Recently, however, the over-harvesting of the crabs has contributed to a
disturbing decline in the North American population of the Red Knot. A
drastic increase in the take of Horseshoe Crabs for use as bait in conch
pots and eel traps in the mid-1990s significantly diminished their numbers
in Delaware Bay, an activity that also resulted in a diminution of the
birds' food supply. Without the fat-rich diet of Horseshoe Crab eggs at
this major stopover site, the Red Knot's ability to complete its
long-distance migration to the Arctic is severely compromised. Red Knot
numbers in the Delaware Bay dropped from a high of perhaps 150,000 at the
end of the 1980s to about 13,000 in 2004, which some authorities suggest
could be just barely above the number needed to maintain a viable population.

Within the last year, the USFWS denied an emergency request to list the
North American race of the Red Knot as Endangered, and the final "90-day
decision" determination is now overdue. (Gee, why would we worry about a bird whose population has dropped from 150K to 13 K in 25 years? Mr. Bush, care to answer that? Didn't think so--JZ)

Red knots (the big ones with the robin-red breasts) at Port Mahon Road. There were maybe 50 birds all told. There should have been a carpet of them. Those days may be forever gone.
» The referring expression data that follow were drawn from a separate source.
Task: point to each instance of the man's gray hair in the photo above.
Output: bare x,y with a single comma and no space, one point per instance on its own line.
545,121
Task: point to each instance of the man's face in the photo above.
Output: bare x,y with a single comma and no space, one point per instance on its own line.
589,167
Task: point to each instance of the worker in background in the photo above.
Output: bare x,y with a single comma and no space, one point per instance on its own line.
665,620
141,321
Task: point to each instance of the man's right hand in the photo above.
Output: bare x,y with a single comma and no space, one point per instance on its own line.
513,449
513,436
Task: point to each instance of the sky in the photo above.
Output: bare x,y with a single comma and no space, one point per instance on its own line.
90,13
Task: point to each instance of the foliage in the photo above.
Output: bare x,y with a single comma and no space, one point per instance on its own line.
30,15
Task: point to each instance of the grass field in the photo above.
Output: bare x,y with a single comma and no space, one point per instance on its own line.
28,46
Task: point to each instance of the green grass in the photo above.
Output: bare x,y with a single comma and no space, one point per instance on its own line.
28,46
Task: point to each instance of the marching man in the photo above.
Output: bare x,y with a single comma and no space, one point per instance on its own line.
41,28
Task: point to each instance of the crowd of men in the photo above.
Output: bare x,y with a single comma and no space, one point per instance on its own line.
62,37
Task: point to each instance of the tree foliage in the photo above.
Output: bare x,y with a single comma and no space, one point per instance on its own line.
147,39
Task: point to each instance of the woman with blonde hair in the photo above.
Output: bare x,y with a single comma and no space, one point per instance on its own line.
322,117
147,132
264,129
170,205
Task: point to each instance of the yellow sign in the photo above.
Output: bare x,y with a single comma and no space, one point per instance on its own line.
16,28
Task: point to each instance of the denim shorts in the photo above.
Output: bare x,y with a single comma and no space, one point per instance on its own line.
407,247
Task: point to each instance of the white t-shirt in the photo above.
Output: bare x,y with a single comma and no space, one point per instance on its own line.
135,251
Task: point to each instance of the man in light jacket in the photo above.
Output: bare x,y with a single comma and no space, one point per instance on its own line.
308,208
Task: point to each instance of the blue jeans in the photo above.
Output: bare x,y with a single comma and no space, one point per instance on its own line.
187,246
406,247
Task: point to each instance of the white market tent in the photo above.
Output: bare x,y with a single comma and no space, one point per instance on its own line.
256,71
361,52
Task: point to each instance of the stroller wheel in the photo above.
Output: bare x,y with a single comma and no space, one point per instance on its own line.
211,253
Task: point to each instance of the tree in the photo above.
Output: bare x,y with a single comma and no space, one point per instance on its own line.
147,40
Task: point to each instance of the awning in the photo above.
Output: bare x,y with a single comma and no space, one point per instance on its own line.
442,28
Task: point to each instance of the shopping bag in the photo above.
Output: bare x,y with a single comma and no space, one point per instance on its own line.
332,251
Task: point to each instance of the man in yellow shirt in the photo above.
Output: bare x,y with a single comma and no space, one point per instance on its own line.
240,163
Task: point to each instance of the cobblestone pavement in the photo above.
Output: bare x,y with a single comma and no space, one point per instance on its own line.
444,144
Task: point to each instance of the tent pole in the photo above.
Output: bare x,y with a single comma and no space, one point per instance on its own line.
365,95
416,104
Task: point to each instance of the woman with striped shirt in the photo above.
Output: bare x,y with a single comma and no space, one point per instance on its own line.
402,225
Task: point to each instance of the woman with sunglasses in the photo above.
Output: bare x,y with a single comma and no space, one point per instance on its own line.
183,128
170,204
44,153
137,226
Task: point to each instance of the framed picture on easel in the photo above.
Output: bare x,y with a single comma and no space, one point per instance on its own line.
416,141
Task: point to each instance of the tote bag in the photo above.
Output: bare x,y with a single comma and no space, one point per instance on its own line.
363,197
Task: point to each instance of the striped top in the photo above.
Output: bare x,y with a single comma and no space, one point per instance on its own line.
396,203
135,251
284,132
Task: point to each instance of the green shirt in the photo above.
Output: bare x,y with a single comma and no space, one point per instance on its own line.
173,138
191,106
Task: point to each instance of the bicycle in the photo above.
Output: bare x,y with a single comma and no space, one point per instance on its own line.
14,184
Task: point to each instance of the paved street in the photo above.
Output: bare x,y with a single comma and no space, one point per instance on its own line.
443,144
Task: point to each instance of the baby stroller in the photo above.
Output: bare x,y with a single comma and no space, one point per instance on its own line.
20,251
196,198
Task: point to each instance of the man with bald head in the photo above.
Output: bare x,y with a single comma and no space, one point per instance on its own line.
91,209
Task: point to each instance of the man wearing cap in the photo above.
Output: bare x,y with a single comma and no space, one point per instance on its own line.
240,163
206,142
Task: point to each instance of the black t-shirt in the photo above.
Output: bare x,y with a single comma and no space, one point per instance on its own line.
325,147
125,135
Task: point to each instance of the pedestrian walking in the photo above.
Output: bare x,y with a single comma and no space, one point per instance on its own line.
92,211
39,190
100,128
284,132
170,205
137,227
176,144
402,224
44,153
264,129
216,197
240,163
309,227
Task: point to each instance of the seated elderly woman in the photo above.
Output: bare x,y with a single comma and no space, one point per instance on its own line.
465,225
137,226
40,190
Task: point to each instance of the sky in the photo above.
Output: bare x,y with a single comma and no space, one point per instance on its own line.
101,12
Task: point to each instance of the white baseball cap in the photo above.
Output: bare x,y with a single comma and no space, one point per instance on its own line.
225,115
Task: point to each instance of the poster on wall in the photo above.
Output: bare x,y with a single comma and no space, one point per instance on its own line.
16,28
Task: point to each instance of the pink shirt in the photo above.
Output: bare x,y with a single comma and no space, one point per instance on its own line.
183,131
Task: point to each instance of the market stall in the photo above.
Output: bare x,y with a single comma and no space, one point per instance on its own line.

Last month, at the meeting of the Atlantic States Marine Fisheries
Commission (ASMFC), the Horseshoe Crab Management Board voted against
imposing a moratorium on Horseshoe Crab take in Delaware Bay. This was
actually against the wishes of Delaware and New Jersey, which both sought
the moratorium. Instead, the Board decided to adopt something called
Addendum IV to the Interstate Fishery Management Plan for Horseshoe Crabs,
which would reduce permit each state's take from 150,000 to 100,000 crabs
and limited the harvest to male crabs. The moratorium would have been an
important step toward securing the survival of the species.

Although the Board decision reduced Horseshoe Crab landings for each state,
New Jersey has wisely imposed its own moratorium, meaning that no crabs
will be taken in that state. Delaware has not decided whether it will
implement a full moratorium, but unfortunately Virginia continues to
advocate for the highest possible take of Horseshoe Crabs. At the moment,
Virginia is the largest obstacle to a moratorium.

For more information on the situation, see Defenders of Wildlife.

Off to speak at the Holden Arboretum Saturday. I'm going to poke around, hit an orchid supply house, a Trader Joe's, a Border's...all the things we have none of down here in the foothills. I'm going to take my notebook and scribble some NPR commentaries and maybe a couple of poems. Time alone, it can be a beautiful thing. See you Monday!



Thursday, June 01, 2006

Beach Blanket Baker

Chet Baker had never experienced salt water before our trip to the Delaware shore last weekend. Lake Chautauqua was as close as he had come to any large body of water. The first lesson he had to learn was that it wasn't drinkable. He'd lap a few times, then get this sick look on his face, cough, and throw up. After awhile he wouldn't even pick up a stick thrown into the water, for fear he'd get that yucky stuff in his mouth again. Some retriever he'd make.
The concept he really flashed on, though, was waves. He'd never played in waves. And so, though these waves were indescribably foul, thanks to Delaware's thriving factory chicken farms that pump untold ppm of nitrates into the bay, he romped and played in them. He had a peculiar humpty-backed posture as he skibbled up and down the beach, and a wide grin on his face. It's not hard to tell when a Boston is having a really good time; they grin. This was a dog's idea of heaven: REALLY stinky waves and sand to roll in and a bunch of people laughing along with him.
I let him go in twice in the same day, and then bathed him with a spaghetti pot full of hot soapy water back at the cabin. Clean again, he was ready to play with our fabbo bass/guitar/vocal expert Vincenzo Serafino Mele
and flake out on the cool tile floor of the conservation lab with the kids. As much fun as we had, we're sure Baker had more fun.